Yes I would, very much so. When I was off my face and taking lots of stuff which presumably made things easier, it actually stopped me from writing on many occasions. I have to say that being clean and not off your face means that I can get more things done now. I do as much now, if not more, than I did back then and still find myself with time on my hands. More to the point it means that I can now get out with the kids and have some quality time with the family which really is great.

I hear that you wrote the album abroad?

Yes we did, we actually wrote, recorded and produced the album in just four weeks. We wrote the first half of it in Spain in ten days and then we went back to London and finished it off.

How was it working with the producer Youth?

He is absolutely brilliant, he really is. He first asked us how we would like the album to sound so I said a bit of hip-hop, The Bee Gees, The Beastie Boys and funky all mixed into one so that’s what we went for and I think that we got it.

I have to say that Youth seems to be the go to man at the moment.

He’s great he really is. If you take a look at his back catalogue and see who he has worked with, the likes of Killing Joke, The Verve, The Orb, The Fireman, Paul McCartney and David Gilmour to name but a few, he is just brilliant.

In 2013, you hosted the television show Shaun Ryder On UFOs on The History Channel UK and you admitted to having a lifelong interest in UFOs and that you have personally encountered space aliens, stating “It’s not that I want to believe, it’s impossible not to”. Are UFO’s still of interest to you?

(Laughter) let’s just say that whilst I am not chasing them I am always looking up into the sky. I know that when someone tells you that they have seen a UFO and then they have seen another one, and another one then I will think to myself ‘this guy is making it up’ (laughter). However, once you have seen one it can almost feel that they are following you around.

On the subject of UFO’s I have to ask you, just how is Bez?

(Laughter) I will have to remember that you called him a UFO and tell him the next time that I see him. Bez is Bez you know, if you dropped him out of an airplane Bez would land on his feet on a big, comfy mattress (laughter). Apart from when we get the Happy Mondays together I always seem to bump into Bez when we are recording shows such as The Ten Most Disgraceful Things That Happened In The 80’s or The Biggest Celebrity Disasters Of The 90’s (laughter). We keep finding ourselves together on these sorts of shows.

Will he be with you at Rock City later in the year?

Absolutely, yes. He’s great you know, he really is. He is brilliant.

You are currently, amongst other things, promoting, touring and writing. Just how does it all pan out for you, how do you sit down and plan ahead?

I am fortunate because I find myself in the position where I just have to say yes or no. Alan (McGee) sorts out all of the music side of things whilst my missus looks after all of the TV stuff. They will get together and make it work. I just sit down and say yes or no, it’s easy (laughter).

And Alan is not pushing you too hard is he?

No, no, no, no he really is a gent is Alan. He is a big furry teddy bear.

What was the last song or piece of music that made you cry?

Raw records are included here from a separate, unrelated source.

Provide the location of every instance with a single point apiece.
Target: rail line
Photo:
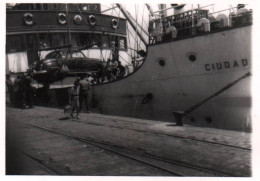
(38, 161)
(173, 167)
(165, 134)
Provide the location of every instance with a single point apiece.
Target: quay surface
(34, 147)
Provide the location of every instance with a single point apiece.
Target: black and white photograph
(148, 89)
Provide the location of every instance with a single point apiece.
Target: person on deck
(74, 99)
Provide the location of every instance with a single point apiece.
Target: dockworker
(10, 88)
(113, 68)
(18, 92)
(83, 94)
(74, 99)
(28, 91)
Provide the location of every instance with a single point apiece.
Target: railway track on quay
(92, 147)
(173, 168)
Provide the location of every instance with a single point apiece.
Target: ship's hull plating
(221, 58)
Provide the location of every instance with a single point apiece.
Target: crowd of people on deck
(20, 91)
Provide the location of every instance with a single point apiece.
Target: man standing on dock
(83, 94)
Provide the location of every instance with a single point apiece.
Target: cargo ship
(195, 68)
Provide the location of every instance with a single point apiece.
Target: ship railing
(187, 28)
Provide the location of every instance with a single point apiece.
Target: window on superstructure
(44, 40)
(31, 41)
(83, 39)
(14, 43)
(55, 6)
(104, 41)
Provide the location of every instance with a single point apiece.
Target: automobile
(59, 64)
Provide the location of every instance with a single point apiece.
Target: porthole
(162, 63)
(208, 119)
(192, 58)
(192, 119)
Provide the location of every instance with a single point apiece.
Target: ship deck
(192, 151)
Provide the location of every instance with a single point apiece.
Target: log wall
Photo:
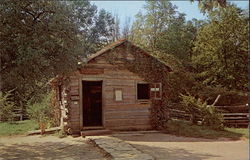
(128, 114)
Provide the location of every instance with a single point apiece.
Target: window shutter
(155, 91)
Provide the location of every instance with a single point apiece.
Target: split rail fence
(234, 116)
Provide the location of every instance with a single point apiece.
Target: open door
(92, 103)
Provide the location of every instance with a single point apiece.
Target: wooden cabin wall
(128, 114)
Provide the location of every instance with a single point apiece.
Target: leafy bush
(198, 109)
(41, 111)
(7, 107)
(228, 97)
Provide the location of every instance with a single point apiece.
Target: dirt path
(169, 147)
(48, 147)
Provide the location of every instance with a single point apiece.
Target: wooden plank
(111, 114)
(73, 98)
(127, 117)
(130, 127)
(129, 107)
(235, 114)
(124, 122)
(115, 82)
(91, 71)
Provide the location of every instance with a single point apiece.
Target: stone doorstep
(49, 130)
(118, 149)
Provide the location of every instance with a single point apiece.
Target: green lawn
(185, 128)
(17, 128)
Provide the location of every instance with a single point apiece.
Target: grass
(17, 128)
(185, 128)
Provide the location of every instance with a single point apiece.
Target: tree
(147, 27)
(209, 5)
(42, 39)
(126, 28)
(220, 49)
(116, 32)
(162, 30)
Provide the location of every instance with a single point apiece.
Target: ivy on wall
(151, 70)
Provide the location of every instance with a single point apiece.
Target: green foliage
(207, 6)
(163, 29)
(227, 97)
(199, 109)
(7, 107)
(41, 112)
(221, 48)
(17, 128)
(187, 129)
(43, 39)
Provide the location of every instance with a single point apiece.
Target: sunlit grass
(185, 128)
(17, 128)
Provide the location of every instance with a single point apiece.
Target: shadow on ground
(159, 137)
(173, 153)
(49, 150)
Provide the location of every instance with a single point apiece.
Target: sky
(130, 8)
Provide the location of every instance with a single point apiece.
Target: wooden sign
(91, 71)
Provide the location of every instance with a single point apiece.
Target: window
(155, 91)
(118, 94)
(60, 93)
(143, 91)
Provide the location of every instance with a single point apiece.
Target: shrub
(41, 111)
(7, 107)
(198, 109)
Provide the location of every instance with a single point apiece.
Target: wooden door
(92, 103)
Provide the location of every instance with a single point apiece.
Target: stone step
(96, 132)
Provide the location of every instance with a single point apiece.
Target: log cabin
(103, 94)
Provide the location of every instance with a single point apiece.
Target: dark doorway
(92, 103)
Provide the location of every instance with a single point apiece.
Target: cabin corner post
(80, 104)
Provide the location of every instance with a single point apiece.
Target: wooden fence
(234, 116)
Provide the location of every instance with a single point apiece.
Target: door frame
(81, 100)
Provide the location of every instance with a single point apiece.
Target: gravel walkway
(47, 148)
(118, 149)
(169, 147)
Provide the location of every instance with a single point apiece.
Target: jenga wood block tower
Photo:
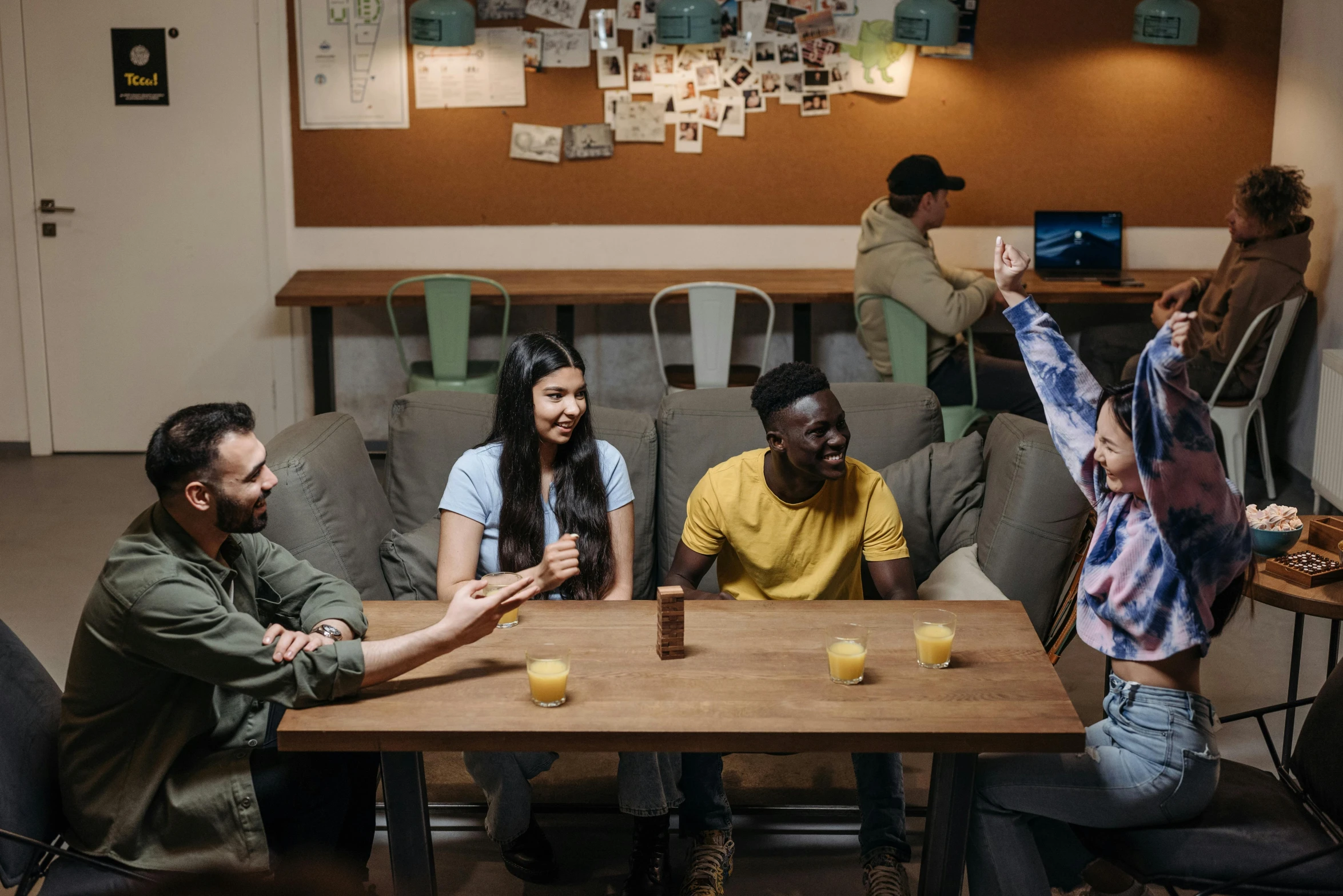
(672, 623)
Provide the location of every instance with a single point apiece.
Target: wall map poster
(140, 66)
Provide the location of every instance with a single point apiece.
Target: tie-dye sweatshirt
(1155, 565)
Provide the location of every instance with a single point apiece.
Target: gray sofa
(1006, 501)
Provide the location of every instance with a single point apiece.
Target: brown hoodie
(1252, 277)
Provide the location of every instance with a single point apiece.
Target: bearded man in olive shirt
(197, 636)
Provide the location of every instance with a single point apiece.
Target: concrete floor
(58, 517)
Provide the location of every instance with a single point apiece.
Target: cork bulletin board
(1059, 109)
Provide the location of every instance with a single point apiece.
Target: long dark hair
(579, 491)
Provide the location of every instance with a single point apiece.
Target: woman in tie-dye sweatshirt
(1161, 578)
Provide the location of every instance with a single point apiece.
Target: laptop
(1079, 246)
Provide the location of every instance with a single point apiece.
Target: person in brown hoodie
(1263, 267)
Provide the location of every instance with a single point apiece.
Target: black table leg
(409, 840)
(1290, 725)
(951, 793)
(802, 331)
(564, 322)
(324, 361)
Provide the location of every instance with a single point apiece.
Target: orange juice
(548, 679)
(934, 646)
(847, 662)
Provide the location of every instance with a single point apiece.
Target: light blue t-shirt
(475, 491)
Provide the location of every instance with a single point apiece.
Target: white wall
(1309, 133)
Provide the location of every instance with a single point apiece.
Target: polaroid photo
(609, 99)
(816, 25)
(640, 122)
(629, 14)
(536, 144)
(566, 49)
(493, 10)
(610, 69)
(589, 141)
(687, 97)
(734, 120)
(664, 97)
(602, 27)
(641, 73)
(690, 137)
(566, 13)
(816, 103)
(708, 75)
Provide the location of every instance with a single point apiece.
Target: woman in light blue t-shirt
(543, 497)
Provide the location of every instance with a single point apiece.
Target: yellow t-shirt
(770, 550)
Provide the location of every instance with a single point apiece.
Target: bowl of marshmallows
(1274, 530)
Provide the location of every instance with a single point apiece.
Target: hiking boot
(649, 858)
(883, 875)
(710, 864)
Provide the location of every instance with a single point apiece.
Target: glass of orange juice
(934, 631)
(847, 651)
(548, 674)
(493, 582)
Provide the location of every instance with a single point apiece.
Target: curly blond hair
(1274, 195)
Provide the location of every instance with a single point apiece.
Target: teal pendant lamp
(690, 22)
(928, 23)
(442, 23)
(1166, 23)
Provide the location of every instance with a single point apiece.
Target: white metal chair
(712, 309)
(1234, 418)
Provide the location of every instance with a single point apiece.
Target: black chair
(30, 798)
(1261, 835)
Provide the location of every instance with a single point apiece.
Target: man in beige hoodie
(896, 258)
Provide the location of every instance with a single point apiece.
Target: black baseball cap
(919, 175)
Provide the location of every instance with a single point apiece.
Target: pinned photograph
(816, 103)
(493, 10)
(816, 25)
(589, 141)
(610, 67)
(641, 73)
(536, 142)
(640, 122)
(690, 137)
(602, 27)
(734, 121)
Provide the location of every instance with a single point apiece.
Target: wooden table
(325, 290)
(1325, 601)
(754, 681)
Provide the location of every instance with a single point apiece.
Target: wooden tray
(1275, 566)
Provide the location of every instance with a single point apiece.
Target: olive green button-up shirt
(170, 686)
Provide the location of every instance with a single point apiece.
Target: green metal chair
(907, 336)
(448, 303)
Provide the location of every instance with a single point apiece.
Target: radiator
(1327, 470)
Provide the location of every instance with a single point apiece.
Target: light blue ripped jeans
(1151, 761)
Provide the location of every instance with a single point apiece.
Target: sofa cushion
(959, 578)
(939, 490)
(328, 507)
(700, 428)
(1032, 517)
(429, 431)
(410, 562)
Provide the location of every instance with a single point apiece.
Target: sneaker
(710, 864)
(883, 875)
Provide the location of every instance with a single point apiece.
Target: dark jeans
(882, 798)
(1003, 384)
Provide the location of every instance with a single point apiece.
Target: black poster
(140, 66)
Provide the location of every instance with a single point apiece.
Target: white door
(153, 289)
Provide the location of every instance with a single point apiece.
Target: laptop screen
(1079, 241)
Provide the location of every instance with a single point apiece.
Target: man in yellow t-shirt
(793, 522)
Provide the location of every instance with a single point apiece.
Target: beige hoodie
(896, 259)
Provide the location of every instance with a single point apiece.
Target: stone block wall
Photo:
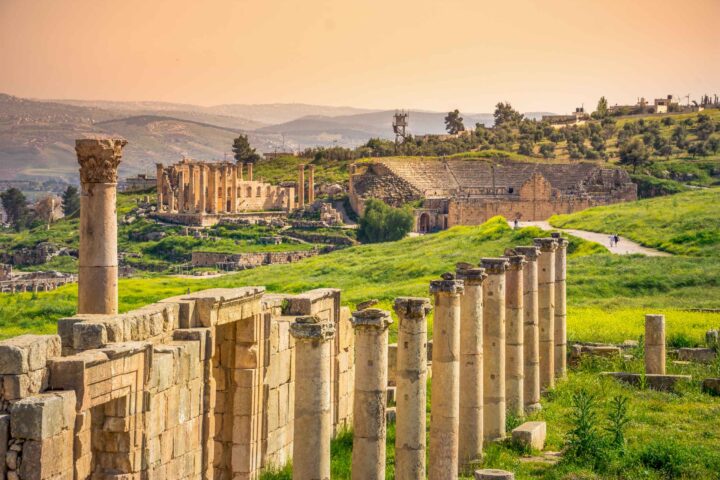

Oh god, I can’t think. I don’t know, I really don’t know. The last time that I cried recently was because my thyroid gland was playing up again and that really does get on my tits and I get very frustrated with it. That did bring tears to my ears but a piece of music, I really don’t know. Music does make the hairs on the back of my neck stand on end; songs such as My Way by Sid Vicious still send tingles down my spine. Music does touch me in that way but at the moment I just can’t think.

On that note Shaun let me once again thank you for taking the time to speak to me today, it’s been a pleasure and I will see you at Splendour.

Thanks Kevin, you take care and I will see you in Nottingham. Bye for now.